Colombia to renew stategy to fight urban crime

Colombia’s Interior and Justice Minister German Vargas Lleras announced new measures in the government’s ongoing attempt to curb soaring violence in the country’s largest cities.

Among other things, the government wants to raise the penalties for the illegal carrying of firearms and change youth law to be able to prosecute and punish minors as adults. Gangs in cities like Bogota, Medellin and Cali are recruiting children as young as twelve because penalties for minors are significantly lower than for adults.

The Interior and Justice Minister told press on Friday that “minors over fourteen know and understand the difference between right and wrong perfectly well and there is no reason that a 17-year old that commits a murder is kept in jail only for a few months.”

Vargas Lleras also said the government hopes to implement laws that makes it illegal to make part of a gang.

The government’s initiative comes after Medellin mayor Alonso Salazar asked the national government for help as gang wars in the western Comuna 13 are paralyzing public life and the present security forces are unable to curb the continuously growing number of homicides.

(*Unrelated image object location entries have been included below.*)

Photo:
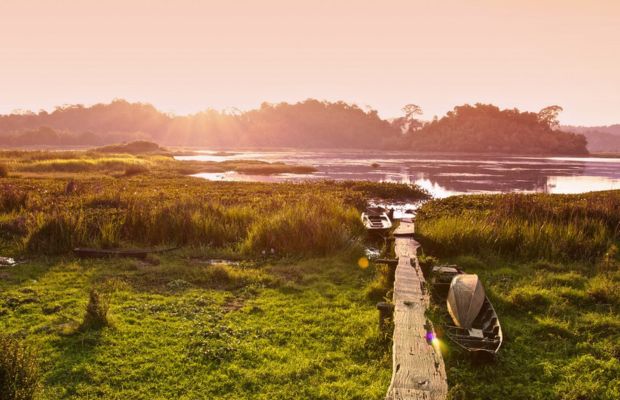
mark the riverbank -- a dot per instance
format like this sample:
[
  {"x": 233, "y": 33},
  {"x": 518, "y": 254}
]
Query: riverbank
[
  {"x": 268, "y": 297},
  {"x": 551, "y": 267}
]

Local prosecutors complain that a change in penal law in 2005, shortening the period for prosecutors to formulate charges and present evidence for suspects, is causing impunity for the city’s many ‘sicarios’ or hitmen. According to the judicial workers, the local office of the Prosecutor General’s Office lacks the resources to timely conduct investigations and file charges, resulting in the release of suspects even if they are caught red-handed.